Rather than resolving once and for all her issues of sexual identity, Eleanor's encounter with Linda had if anything confused matters still further. Her enjoyment of the sex had, she realised, as she reflected on that day in the weeks that followed, had much to do with the control she wielded. The strap-on stood as a metaphor for the will to dominion over others; it also stood as a stark reminder of a residual appreciation for cock. She had always thought of bisexuality as a positive thing: the ability to enjoy having sex with both men and women. Now, she felt of it rather differently: as the inability to be able to fully enjoy sex with members of either sex.

Linda had been keen that her relationship with Eleanor should be more than a one-night stand, but she soon realised that she must bow to the inevitable. Eleanor would never put it in so many words, but essentially she didn't want to see Linda again - at least, not in a romantic way. At first, she made excuses about her studies (it was her final year, she had exams to prepare for, plus a special project, etc. etc.) and then she just drifted out of Linda's life.

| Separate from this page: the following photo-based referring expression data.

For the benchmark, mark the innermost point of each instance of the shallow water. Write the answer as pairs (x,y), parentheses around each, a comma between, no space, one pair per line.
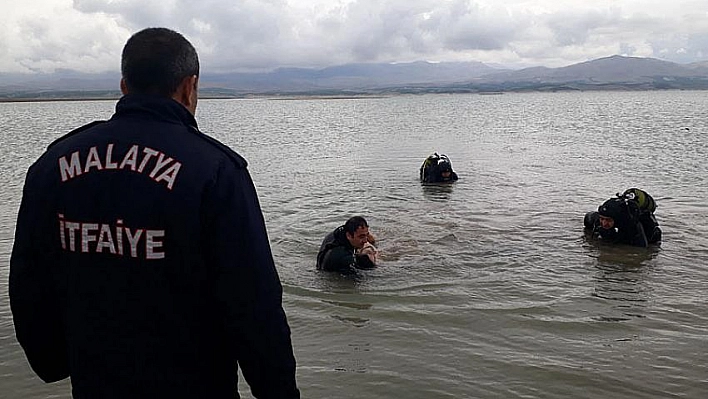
(487,288)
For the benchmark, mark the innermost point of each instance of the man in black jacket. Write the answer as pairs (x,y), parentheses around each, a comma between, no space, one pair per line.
(338,251)
(141,267)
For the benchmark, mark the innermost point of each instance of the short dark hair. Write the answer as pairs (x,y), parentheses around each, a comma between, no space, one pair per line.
(156,60)
(354,223)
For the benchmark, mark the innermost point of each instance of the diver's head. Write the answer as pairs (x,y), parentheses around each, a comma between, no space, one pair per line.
(357,231)
(611,211)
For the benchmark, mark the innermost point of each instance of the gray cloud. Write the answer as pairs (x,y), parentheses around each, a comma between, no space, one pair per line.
(88,35)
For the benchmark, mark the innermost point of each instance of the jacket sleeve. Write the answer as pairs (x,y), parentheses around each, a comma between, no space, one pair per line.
(247,286)
(34,301)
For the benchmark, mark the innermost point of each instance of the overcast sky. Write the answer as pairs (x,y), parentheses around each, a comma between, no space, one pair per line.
(250,35)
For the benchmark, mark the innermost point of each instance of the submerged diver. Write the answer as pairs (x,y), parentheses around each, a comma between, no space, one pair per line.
(625,219)
(348,247)
(437,169)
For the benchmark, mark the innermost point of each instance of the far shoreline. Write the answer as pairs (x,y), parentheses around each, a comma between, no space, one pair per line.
(352,96)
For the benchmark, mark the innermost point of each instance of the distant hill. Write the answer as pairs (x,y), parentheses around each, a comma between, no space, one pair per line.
(603,73)
(610,73)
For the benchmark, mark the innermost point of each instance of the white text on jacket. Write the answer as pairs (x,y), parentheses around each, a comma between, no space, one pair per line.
(116,239)
(162,167)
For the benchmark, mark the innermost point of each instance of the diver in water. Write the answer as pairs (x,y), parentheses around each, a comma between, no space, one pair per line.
(437,169)
(625,219)
(348,247)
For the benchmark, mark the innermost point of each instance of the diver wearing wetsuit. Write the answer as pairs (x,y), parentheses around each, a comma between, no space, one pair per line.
(437,169)
(338,251)
(625,220)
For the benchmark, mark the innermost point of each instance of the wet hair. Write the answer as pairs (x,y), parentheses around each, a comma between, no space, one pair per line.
(354,223)
(156,61)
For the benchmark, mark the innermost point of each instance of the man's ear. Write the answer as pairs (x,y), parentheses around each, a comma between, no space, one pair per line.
(123,87)
(186,93)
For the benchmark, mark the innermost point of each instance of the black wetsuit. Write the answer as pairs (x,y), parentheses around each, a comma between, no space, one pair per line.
(627,230)
(337,254)
(141,267)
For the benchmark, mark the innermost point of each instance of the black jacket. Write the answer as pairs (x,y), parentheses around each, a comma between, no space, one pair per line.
(141,267)
(337,254)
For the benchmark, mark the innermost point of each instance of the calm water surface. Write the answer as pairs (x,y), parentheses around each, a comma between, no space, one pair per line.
(487,288)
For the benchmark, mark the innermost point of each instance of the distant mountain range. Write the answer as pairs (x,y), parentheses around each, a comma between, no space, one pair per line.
(611,73)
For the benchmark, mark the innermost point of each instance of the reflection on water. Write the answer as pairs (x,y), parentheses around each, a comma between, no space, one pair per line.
(440,192)
(623,277)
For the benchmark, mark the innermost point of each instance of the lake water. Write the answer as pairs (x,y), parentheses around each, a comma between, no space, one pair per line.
(487,288)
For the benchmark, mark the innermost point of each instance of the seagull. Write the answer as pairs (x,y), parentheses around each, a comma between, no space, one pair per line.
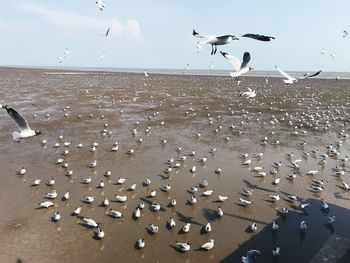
(218,40)
(46,204)
(183,246)
(208,245)
(99,232)
(90,222)
(248,94)
(241,68)
(140,243)
(289,80)
(24,130)
(107,32)
(100,4)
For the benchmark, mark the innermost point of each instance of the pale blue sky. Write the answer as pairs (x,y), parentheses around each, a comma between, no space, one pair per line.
(157,33)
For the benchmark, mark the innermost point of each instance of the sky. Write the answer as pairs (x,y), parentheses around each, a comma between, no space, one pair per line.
(158,33)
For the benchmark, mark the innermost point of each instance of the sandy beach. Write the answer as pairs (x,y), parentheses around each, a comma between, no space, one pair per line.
(189,106)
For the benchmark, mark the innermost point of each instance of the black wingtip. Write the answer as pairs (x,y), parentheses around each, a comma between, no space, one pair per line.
(223,53)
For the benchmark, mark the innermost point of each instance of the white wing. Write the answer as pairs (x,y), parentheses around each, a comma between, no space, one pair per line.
(233,60)
(286,75)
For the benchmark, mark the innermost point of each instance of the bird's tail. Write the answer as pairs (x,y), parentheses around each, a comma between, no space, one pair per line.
(234,74)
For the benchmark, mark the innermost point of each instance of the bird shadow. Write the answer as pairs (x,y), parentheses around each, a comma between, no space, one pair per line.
(254,186)
(177,249)
(185,219)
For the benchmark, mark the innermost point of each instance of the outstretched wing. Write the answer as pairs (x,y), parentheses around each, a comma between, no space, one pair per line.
(258,37)
(21,122)
(285,74)
(195,33)
(233,60)
(246,59)
(314,75)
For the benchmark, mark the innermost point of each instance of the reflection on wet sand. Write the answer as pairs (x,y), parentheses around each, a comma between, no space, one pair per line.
(155,116)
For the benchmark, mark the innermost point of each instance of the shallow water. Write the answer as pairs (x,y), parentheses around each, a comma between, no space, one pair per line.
(185,104)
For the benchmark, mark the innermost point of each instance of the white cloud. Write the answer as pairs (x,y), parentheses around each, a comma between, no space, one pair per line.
(77,23)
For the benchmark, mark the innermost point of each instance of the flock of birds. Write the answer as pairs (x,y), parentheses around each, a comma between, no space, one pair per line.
(300,123)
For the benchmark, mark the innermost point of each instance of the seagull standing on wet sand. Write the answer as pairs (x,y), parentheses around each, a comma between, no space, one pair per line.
(24,130)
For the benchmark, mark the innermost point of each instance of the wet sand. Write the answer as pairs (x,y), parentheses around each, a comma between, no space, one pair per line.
(185,103)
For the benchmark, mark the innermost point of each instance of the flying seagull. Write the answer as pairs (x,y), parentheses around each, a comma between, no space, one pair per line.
(308,75)
(241,68)
(218,40)
(24,130)
(100,4)
(107,33)
(289,80)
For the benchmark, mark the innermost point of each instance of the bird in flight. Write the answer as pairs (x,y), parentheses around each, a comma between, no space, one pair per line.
(100,4)
(241,68)
(24,130)
(218,40)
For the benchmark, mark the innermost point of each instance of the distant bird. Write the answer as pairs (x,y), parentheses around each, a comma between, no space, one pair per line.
(248,94)
(99,233)
(100,4)
(107,32)
(218,40)
(24,130)
(208,245)
(240,68)
(289,80)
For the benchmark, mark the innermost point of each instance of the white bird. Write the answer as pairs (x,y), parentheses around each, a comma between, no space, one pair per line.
(24,130)
(245,202)
(89,199)
(100,4)
(56,216)
(248,94)
(303,226)
(331,220)
(77,210)
(121,198)
(208,193)
(36,182)
(207,227)
(183,246)
(121,180)
(153,228)
(140,243)
(276,252)
(289,80)
(274,198)
(253,227)
(46,204)
(219,212)
(90,222)
(240,68)
(218,40)
(99,233)
(51,182)
(186,228)
(274,226)
(66,196)
(345,186)
(208,245)
(115,213)
(171,223)
(222,198)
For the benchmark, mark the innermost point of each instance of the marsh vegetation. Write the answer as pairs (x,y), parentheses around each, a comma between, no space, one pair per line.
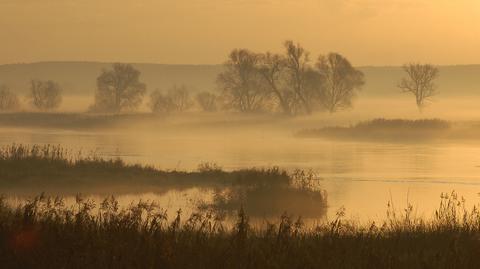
(44,232)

When she was about to graduate, Linda attempted to get in touch with her, but it appeared that she had changed her mobile number. It was as if she wanted to start a new life with a new identity, as she made the move away from London (where she had never really felt at home) to Lancaster, where she would be spending a year doing an MSc in Quantum Technologies. It would be a challenge, certainly, requiring her to learn new skills in the fields of engineering and information sciences, but it was a challenge she felt she was ready for and would benefit from.

After spending a month or so back home in rural Gloucestershire with her parents and her younger sister, reading textbooks and research articles which had been recommended by her new supervisor, Eleanor headed north in the car her mother had lent her to find accommodation for the year that lay ahead. Lancaster itself proving to be too expensive, Eleanor drove to nearby Morecambe to check out the situation there. What she had intended to be a whole morning's stay lasted less than an hour, by which time she had seen all she wanted to of this most depressing of English seaside towns, over which kitsch, vagrancy and obesity ruled as a kind of unholy trinity.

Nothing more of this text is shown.